Dirk Schadendorf, director of the department of dermatology at the West German Cancer Center, at the University Hospital Essen, added that Novartis’ combination when used as a long-term therapy to stop the disease returning therefore becomes an important option for physicians.

He argued that using Novartis’ combination as an adjuvant therapy after an operation to remove the tumours means that any side-effects are reversible in the group of eligible patients with BRAF V600-mutant stage III disease.

The combination therapy can also cause side effects such as high blood pressure, but Schadendorf said that they can be stopped by ending the course of treatment early.

With the data unveiled by Novartis at ESMO, there is four year overall survival and safety data, compared with two year side effects data in the case of immunotherapy, Schadendorf added.

The long-term data presented at ESMO were from the COMBI-AD study, from which Novartis was able to generate cure rate data that estimated the fraction of patients who may not.

Data showed that Tafinlar combined with Mekinist continued to show more than 50% risk reduction in relapse-free survival versus placebo.

The cure rate was 54% in the Tafinlar + Mekinist arm compared with 37% in the placebo arm.

A separate biomarker analysis showed that subgroups of patients at a higher risk of relapse could be defined based on specific immune gene expression signatures and tumour mutation burden – an overall measure of the amount of mutations in tumours.

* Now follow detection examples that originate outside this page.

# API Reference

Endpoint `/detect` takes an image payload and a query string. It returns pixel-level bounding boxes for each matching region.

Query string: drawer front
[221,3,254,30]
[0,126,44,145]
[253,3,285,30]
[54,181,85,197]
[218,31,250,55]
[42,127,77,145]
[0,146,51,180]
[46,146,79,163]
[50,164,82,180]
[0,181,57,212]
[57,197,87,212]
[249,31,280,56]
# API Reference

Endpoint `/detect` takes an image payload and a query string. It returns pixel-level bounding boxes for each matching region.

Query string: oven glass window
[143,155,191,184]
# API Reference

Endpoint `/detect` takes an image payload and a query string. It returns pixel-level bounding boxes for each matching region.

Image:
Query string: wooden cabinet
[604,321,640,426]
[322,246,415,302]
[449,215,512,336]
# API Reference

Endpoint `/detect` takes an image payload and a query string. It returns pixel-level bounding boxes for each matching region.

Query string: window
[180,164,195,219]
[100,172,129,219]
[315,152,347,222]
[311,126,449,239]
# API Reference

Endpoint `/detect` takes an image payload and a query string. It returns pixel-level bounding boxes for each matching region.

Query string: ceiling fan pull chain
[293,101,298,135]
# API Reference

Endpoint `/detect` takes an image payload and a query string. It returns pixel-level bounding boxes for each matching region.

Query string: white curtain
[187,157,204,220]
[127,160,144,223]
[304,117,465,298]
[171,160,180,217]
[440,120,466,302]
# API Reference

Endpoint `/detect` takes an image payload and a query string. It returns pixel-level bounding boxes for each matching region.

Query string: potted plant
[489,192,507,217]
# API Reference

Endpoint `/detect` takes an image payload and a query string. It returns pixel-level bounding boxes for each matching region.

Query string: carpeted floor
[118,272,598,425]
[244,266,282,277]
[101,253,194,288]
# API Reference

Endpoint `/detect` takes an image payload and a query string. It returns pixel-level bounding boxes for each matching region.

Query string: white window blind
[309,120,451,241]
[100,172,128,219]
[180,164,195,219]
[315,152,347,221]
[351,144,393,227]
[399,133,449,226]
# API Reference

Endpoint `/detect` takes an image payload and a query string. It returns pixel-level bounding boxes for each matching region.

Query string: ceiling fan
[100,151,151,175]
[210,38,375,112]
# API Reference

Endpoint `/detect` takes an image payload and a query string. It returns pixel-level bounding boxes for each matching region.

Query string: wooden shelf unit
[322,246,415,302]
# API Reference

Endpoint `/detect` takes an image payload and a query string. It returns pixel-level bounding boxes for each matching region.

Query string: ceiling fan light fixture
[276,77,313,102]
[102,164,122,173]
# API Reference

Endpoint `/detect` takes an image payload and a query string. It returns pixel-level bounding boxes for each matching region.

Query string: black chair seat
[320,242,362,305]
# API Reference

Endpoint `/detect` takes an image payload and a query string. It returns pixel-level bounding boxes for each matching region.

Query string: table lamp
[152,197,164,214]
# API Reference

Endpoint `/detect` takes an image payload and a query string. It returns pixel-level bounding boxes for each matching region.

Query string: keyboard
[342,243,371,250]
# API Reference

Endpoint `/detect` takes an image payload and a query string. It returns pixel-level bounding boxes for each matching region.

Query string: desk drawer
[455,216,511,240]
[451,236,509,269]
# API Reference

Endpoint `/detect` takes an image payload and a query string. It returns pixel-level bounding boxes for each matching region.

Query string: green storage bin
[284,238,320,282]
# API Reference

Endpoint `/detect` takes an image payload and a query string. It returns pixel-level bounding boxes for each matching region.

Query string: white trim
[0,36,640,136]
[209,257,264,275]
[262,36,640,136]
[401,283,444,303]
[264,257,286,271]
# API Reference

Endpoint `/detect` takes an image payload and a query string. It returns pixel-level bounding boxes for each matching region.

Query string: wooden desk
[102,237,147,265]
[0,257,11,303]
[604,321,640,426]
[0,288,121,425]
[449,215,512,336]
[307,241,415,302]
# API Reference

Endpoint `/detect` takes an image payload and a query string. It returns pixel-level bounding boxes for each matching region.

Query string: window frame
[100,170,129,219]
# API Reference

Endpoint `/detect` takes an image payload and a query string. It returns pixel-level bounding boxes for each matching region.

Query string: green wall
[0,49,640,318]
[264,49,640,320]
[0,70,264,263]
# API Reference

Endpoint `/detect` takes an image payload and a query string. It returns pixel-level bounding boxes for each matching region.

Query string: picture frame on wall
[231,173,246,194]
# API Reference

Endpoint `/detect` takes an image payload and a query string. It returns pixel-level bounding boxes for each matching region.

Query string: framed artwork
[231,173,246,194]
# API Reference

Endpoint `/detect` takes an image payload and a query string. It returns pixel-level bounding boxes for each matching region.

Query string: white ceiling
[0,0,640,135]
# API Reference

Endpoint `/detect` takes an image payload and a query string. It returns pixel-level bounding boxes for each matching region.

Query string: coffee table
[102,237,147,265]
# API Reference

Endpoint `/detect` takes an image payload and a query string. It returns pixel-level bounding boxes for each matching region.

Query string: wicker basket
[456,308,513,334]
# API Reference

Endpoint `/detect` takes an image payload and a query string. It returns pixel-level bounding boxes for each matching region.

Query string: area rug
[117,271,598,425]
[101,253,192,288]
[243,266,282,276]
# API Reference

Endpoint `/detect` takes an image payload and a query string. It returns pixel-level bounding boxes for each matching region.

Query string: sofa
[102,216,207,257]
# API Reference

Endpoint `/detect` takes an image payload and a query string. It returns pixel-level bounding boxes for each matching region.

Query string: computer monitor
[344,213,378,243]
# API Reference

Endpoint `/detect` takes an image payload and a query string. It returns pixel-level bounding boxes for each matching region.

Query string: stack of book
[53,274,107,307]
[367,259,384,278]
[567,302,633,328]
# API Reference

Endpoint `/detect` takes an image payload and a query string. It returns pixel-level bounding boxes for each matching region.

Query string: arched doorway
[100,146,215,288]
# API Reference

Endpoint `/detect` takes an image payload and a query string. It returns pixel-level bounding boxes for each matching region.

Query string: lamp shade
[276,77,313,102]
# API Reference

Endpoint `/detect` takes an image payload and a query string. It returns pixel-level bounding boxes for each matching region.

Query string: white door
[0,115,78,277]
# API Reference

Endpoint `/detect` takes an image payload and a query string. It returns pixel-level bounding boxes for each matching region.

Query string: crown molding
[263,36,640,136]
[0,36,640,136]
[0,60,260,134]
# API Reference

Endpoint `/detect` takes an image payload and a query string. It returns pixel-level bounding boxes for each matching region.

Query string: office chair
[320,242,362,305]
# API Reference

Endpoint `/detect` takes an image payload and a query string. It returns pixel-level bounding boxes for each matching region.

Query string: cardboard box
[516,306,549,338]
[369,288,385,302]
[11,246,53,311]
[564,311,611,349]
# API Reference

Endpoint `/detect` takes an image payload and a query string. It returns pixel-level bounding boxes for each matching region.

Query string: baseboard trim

Exploratory analysis of relapse-free survival (RFS) in treatment versus placebo arms in all TMB/immune subgroups suggested that specific subgroups may have a greater RFS benefit, but the predictive value needs further validation.

At median follow-ups of 44 months for Tafinlar + Mekinist  and 42 months for placebo, the three- and four-year RFS rates were 59% and 54% in the Tafinlar + Mekinist arm and 40% and 38% in the placebo arm, respectively.

In the seminar, Professor Long noted that within this patient group, there were patients with diseases of various levels of severity of prognosis.

She noted that the data show “the best and worst prognosis groups benefit” from treatment with the combination, which lasts for 12 months after an operation.

Long added that being able to identify biomarkers that predict the best responders would help doctors make more informed therapy choices in the future and would be a “step forward”.

Professor Hauschild called for the combination to be included in German treatment guidelines.

Hauschild said that the new guidelines could be published by the end of the year now that Novartis’ long-term data has been published in a peer reviewed journal.

“We should have a good reason not to offer it, such as contraindications,” said Hauschild.

The message from the doctors attending was that while immunotherapy means that certain forms of cancer are no longer death sentences, there is still room for improvement.

Patients will rightly demand that they have a life worth living once it has been saved.